We use a semaphore to manage this queue, so when the netlogon log shows us that the API timed out – it was waiting longer than 45 sec for a slot to open up, and finally gave up and quit.
They had already increased the setting for MaxConcurrentAPI per q326040, to 10.
The theory here, was that the DC simply was not responding fast enough to satisfy the queued requests, even with this value increased.
We took a userdump of LSASS on the ISA server and the DC which the ISA server held a secure channel to ( found via Nltest) .
This was important because we need to see what ISA is doing at this time, as well as what the DC was doing at this time.
The ISA LSA dump confirms that we are very busy with 283 threads in LSA - about 115 of them waiting for one of these slots to open.
What's the DC doing? It had 118 threads .
Some are processing the logon requests which takes in the data from netlogon on the DC, sends the data to the NTLM SSP (msv1_0.dll) and eventually calls into the Authentication directory .
But, most ( if not all ) of the busy threads were waiting.
So what are all the DC threads waiting on?
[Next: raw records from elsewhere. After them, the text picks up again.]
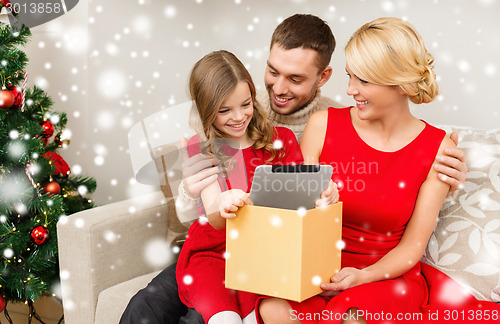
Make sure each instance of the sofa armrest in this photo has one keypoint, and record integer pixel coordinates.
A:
(103, 246)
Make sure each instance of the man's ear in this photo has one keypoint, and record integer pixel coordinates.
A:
(325, 76)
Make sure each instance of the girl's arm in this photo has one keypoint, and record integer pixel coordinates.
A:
(413, 243)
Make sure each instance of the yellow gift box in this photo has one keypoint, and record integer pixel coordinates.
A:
(283, 253)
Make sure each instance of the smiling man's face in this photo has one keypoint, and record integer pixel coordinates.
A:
(292, 78)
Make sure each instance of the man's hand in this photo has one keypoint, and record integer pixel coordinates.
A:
(329, 196)
(198, 171)
(452, 167)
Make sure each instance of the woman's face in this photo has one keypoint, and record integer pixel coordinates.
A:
(373, 99)
(235, 114)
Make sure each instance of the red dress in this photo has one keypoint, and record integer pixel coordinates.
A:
(201, 265)
(379, 191)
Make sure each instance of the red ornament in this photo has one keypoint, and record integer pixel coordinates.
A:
(48, 131)
(18, 96)
(39, 235)
(6, 98)
(3, 302)
(52, 188)
(62, 167)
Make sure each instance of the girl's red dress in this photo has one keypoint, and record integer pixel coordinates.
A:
(379, 190)
(201, 264)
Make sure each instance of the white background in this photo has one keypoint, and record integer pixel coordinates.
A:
(108, 64)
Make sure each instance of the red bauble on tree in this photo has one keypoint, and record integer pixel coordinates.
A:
(6, 98)
(3, 302)
(18, 96)
(39, 235)
(52, 188)
(48, 131)
(62, 167)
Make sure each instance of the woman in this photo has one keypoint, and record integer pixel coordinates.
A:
(382, 157)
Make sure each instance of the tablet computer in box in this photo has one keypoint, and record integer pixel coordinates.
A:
(289, 186)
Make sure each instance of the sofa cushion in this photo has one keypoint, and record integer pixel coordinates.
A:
(466, 241)
(112, 302)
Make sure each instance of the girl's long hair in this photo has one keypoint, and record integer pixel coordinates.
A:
(212, 80)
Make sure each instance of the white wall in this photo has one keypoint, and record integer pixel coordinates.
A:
(108, 64)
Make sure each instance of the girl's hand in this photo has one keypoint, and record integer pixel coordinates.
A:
(344, 279)
(231, 200)
(198, 171)
(329, 196)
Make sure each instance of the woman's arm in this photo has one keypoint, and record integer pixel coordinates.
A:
(413, 243)
(313, 138)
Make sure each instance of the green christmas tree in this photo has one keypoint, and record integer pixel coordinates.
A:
(36, 187)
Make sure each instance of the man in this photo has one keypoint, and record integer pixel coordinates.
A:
(297, 67)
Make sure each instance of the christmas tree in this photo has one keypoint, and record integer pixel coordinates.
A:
(36, 187)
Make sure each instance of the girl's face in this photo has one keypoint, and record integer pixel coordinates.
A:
(235, 114)
(373, 99)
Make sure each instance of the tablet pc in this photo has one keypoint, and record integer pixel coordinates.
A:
(289, 186)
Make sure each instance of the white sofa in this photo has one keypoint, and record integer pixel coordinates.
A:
(104, 261)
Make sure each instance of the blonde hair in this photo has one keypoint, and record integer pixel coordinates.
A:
(212, 79)
(389, 51)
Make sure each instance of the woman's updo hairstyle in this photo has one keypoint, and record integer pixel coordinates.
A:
(389, 51)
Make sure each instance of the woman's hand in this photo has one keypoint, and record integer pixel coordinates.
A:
(452, 166)
(329, 196)
(230, 201)
(344, 279)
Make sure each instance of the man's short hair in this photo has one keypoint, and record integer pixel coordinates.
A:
(306, 31)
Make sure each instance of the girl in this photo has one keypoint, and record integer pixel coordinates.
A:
(391, 213)
(224, 94)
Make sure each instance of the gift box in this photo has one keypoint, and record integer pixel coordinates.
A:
(283, 253)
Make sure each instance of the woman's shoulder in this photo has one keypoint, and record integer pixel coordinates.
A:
(280, 131)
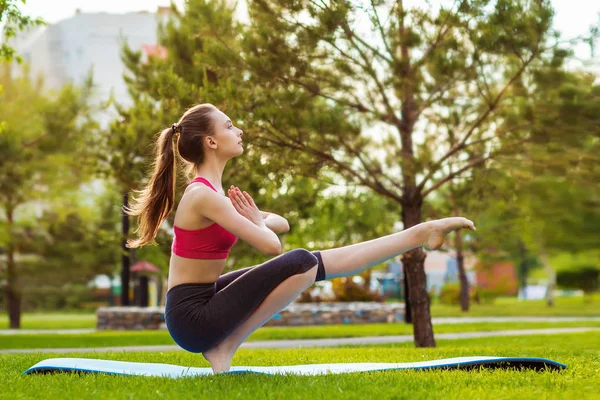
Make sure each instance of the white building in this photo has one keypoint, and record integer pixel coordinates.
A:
(67, 50)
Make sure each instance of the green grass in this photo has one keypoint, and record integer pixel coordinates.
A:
(565, 306)
(141, 338)
(511, 306)
(580, 352)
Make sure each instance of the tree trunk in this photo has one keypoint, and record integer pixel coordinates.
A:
(462, 274)
(523, 267)
(407, 308)
(125, 259)
(413, 265)
(551, 277)
(11, 291)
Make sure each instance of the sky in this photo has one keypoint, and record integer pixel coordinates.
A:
(573, 17)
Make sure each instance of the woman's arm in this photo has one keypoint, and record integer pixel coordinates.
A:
(275, 222)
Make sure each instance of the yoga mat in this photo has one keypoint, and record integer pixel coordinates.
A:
(175, 371)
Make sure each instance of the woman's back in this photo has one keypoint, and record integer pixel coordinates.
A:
(184, 269)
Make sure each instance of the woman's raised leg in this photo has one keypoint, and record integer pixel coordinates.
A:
(352, 259)
(343, 261)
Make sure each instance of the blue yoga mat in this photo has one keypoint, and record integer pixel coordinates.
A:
(90, 365)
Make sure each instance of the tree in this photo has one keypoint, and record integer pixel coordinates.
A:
(42, 159)
(309, 90)
(445, 76)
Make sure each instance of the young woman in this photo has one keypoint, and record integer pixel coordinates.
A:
(210, 313)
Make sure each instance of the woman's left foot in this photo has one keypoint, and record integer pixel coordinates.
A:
(439, 228)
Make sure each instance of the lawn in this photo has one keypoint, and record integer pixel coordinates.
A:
(580, 352)
(161, 337)
(511, 306)
(566, 306)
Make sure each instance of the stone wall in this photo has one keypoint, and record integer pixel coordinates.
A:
(295, 314)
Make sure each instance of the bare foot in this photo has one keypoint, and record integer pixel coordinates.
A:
(219, 358)
(439, 228)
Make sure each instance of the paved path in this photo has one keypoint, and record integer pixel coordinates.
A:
(435, 321)
(285, 344)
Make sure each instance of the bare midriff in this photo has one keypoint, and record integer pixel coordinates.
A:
(192, 270)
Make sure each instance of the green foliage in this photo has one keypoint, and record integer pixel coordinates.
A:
(584, 278)
(449, 294)
(68, 296)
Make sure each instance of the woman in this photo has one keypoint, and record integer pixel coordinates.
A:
(210, 313)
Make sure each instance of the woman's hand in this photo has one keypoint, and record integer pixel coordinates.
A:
(244, 204)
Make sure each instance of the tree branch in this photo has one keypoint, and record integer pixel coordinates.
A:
(478, 122)
(472, 164)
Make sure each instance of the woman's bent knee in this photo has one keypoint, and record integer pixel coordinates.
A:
(304, 259)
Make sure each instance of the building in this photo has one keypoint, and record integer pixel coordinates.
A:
(67, 50)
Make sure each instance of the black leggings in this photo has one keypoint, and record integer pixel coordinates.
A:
(200, 315)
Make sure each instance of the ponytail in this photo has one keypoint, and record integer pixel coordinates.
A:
(156, 200)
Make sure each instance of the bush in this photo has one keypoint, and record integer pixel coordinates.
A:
(346, 290)
(585, 279)
(55, 297)
(450, 294)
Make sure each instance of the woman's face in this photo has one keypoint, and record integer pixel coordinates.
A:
(229, 137)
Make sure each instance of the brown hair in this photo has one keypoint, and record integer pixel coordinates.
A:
(156, 200)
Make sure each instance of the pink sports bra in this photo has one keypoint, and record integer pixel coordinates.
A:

A critical section which is needed when we allocate memory from the heap. Normally this would not be an issue, but someone had set gflags on LSASS on this machine.
Current NtGlobalFlag contents: 0x00001040
hpc - Enable heap parameter checking
ust - Create user mode stack trace DB
UST should not cause a huge perf hit, but HPC will.
Disabled via running: "gflags -i lsass.exe -hpc -ust"
After disabling and rebooting the DC – things ran smoothly.
PS: The netlogon log is really really cool...